Fifth, requests for files from each individual workstation are relatively infrequent. A user who is editing a letter at a workstation may request and receive a draft letter from the file server in a tenth of a second, spend fifteen minutes editing the letter, and then spend another tenth of a second saving that revised letter back to the file server. In this example, the user and his workstation spend a thousand times as long editing the letter as the user spent communicating with the file server to retrieve and to save the letter.
Sixth, there are only a relative handful of users connected to (and requesting files from) each file server at one time. A typical business department may have only 50 or 100 users who are connected to a departmental file server and make requests on it. There may be many hundreds or thousands of other people who can connect to the file server over a wider LAN or WAN arrangement, but the requests from these additional users are only occasional since they are typically in different departments with different duties and their own local file servers handle the vast majority of their file storage and retrieval needs.
Given these common characteristics of a typical computing environment at work, it makes perfect sense to use a client/server arrangement in which (1) each workstation or receiver sends its own connection request over the network to the file server, (2) the file server and the workstation create an individual connection for serving that file, (3) the file is sent, and (4) the connection is broken.
In the last fifteen years, however, computer networks have been increasingly used to provide a different type of content to a different class of users than users in a traditional work setting. For example, computer networks have been proposed for serving up extremely large files, such as files containing songs, movies or television programs. In these networks, the data flow is typically one-way: from the file server to the user. The user requests a file not to receive it, store it, edit it and save it back to the file server, but to immediately watch or listen to it.
In these types of networks, the connection between the computer providing the file and the computer receiving the file must be maintained for the entire length of time that the user is interacting with his workstation.

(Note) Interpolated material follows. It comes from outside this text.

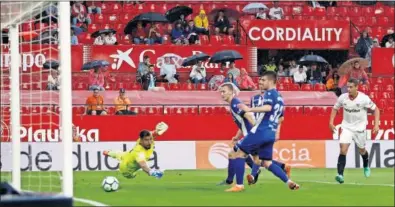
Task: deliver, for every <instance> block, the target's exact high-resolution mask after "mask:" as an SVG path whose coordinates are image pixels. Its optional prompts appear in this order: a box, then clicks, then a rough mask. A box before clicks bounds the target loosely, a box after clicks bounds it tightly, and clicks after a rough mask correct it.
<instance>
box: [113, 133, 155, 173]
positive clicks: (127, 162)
mask: <svg viewBox="0 0 395 207" xmlns="http://www.w3.org/2000/svg"><path fill="white" fill-rule="evenodd" d="M154 146H155V142H152V144H151V147H150V148H149V149H145V148H144V147H143V146H141V145H140V139H138V140H137V142H136V146H134V147H133V149H132V150H130V151H129V152H127V153H125V154H124V155H123V156H122V161H121V165H120V168H122V167H126V168H127V170H129V171H137V170H138V169H140V165H139V164H138V163H139V162H141V161H148V159H149V158H150V157H151V156H152V154H153V153H154ZM121 170H122V169H121ZM124 170H126V169H124Z"/></svg>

This places an increased burden on the file server. In a typical work environment, a file server can service hundreds of file requests per minute. It creates connections, serves (or retrieves) files, and closes the connections in a fraction of a second. In these new networks, the file server must simultaneously maintain perhaps hundreds of connections, providing each connection and requesting work station with a virtually continuous flow of data for the entire time that the user is operating his workstation (or, rather “receiver” since the data flow is almost entirely one-way: from the server to the user). Maintaining many simultaneous connections and many large, simultaneous, and continuous data flows or “streams” places a heavy burden on a computer network using traditional client/server connection methods, since each transfer requires a long-lived connection on the file server and because each file server must therefore handle or service many more simultaneous connections. As a result, the file server and the network leg connecting the file server to the receivers can be over burdened.
What is needed therefore, is a method of distributing content over a computer network from one or more file servers to several workstations or other receivers that reduces the computing and network burden.
What is also needed is a method for offloading or handing off requests for data (and their corresponding connections) from the file server to other receivers that are receiving or have already received the requested content.
What is also needed is a method for determining whether newly requested content is already being provided to another receiver on the network and, if so, directing subsequent content requests to that receiver.
It is an object of this invention to provide each such method in one or more embodiments of the invention.